D/W: James Cameron. DP: Mauro Fiore. Starring: Sam Worthington/Zoe Saldana/Sigourney Weaver/Stephen Lang/Giovanni Ribisi/Michelle Rodriquez/Joel Moore/CCH Pounder/Laz Alonso/Wes Studi/Dileep Rao.
20th Century Fox and James Cameron have re-released the notorious Avatar early this fall. Although an obvious play to beef up DVD sales and swindle more money from movie goers, the situation actually offers a unique opportunity. Not only is there the opportunity for new audiences to see the film, but also for those who have seen Avatar to see it again. And see it in the 3D experience the film was built for.
Back in December of last year, Avatar premiered amist astonishing hype and literally broke records economically, visually, and three dimensionally. Hording the project for years until technology had caught up with him, writer, director, editor and producer Cameron finally debuted his first feature film since 1997’s ginormous Titanic. Not only did Avatar sparke debate about its somewhat simple storyline, tremendous use of 3D and motion capture, but it also sent ripples through the Academy community. Was and is this film worthy of an Oscar? How do we even measure it? Does the film even belong?
Yet putting aside all that happened in December and sitting down to watch the film again, audiences will be still be struck by Avatar the second time around. Firstly, the film is not as tiring as you know how long it is and can relax as you (if you never fell asleep AHEM) know how the story ends. The script still feels simple, especially the scenes when Sam Worthington’s Jake Sully is on the human base. The military and business characters seem startlingly one dimensional. However, what is lacking in those sequences you gain in every frame with the Na’vi. Worthington’s interactions with the Na’vi community and Zoe Saldana’s Neytiri seem all the more complex and symbolic than before.
The visuals of Avatar still remain luscious and inspiring on a second viewing, yet once you are able to relax into the film the world of Pandora seems to be mysteriously 3D and accentuated. Rather than it merely being a cinematic trick. Cameron deserves every praise for his ability to seamlessly incorporate 3D into his film and use it to the story’s advantage. A story whose focus I still believe to not be on the individual character’s journey, but rather on two groups of peoples whose values differ so strongly that their journeys collide. In other words, although Worthington and Saldana progress and evolve in the course of the story, the issues they unearth between each other is more important as it symbolizes the groups they represent.

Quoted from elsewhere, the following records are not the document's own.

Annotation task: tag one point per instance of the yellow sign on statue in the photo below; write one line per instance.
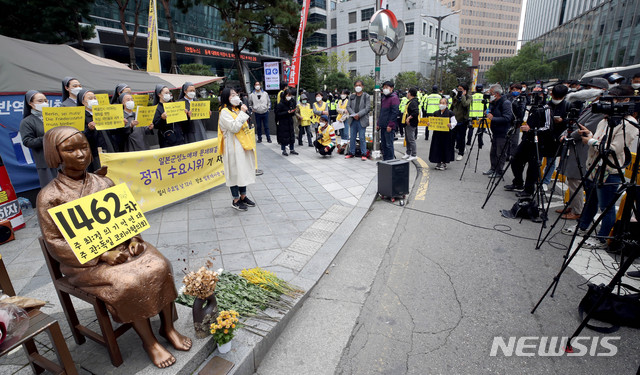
(108, 116)
(175, 112)
(63, 116)
(439, 124)
(99, 222)
(200, 110)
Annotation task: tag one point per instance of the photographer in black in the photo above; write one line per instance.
(539, 121)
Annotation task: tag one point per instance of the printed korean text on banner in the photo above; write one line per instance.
(153, 48)
(108, 116)
(164, 176)
(16, 156)
(98, 222)
(200, 110)
(175, 112)
(63, 116)
(297, 54)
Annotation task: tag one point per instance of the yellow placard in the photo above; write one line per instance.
(200, 110)
(141, 100)
(439, 124)
(175, 112)
(144, 115)
(167, 175)
(103, 99)
(108, 116)
(99, 222)
(63, 116)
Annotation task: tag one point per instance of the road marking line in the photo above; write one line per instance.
(421, 192)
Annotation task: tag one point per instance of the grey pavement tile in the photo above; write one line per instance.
(239, 261)
(180, 226)
(264, 258)
(234, 246)
(263, 243)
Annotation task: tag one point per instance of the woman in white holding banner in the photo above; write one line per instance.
(236, 144)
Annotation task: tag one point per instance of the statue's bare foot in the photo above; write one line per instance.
(159, 355)
(179, 341)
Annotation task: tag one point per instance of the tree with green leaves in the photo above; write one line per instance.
(247, 22)
(45, 21)
(528, 65)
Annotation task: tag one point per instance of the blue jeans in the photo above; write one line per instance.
(262, 120)
(600, 197)
(386, 143)
(237, 191)
(356, 128)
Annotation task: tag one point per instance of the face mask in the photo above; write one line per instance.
(39, 106)
(235, 101)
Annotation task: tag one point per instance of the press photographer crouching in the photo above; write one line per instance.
(599, 196)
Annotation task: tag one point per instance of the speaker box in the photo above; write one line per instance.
(6, 232)
(393, 178)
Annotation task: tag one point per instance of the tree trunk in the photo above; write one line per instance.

Ultimately, for me, the themes of Avatar remain in tact on a second viewing. Transgression, homeland, extortion, and community all come out of the film’s narrative. A narrative that is able to illustrate to audiences the necessity of human connection and compassion. A narrative that reinforces the theory (and fact in my opinion) of the disconnect between modern human life and the planet that fuels and energizes these lives. Whether or not you read it as a pro-environmentalist approach, it cannot be ignored that the film smartly captivates you into this theory. Cameron builds the emotional and physical connections between characters to exemplify this disconnect between the humans and the planet.
So if you have not seen Avatar see it. If you have then see it again and see what it brings up in you. Because if anything you can still see it in its true form, one that no home entertainment system will ever be able to match.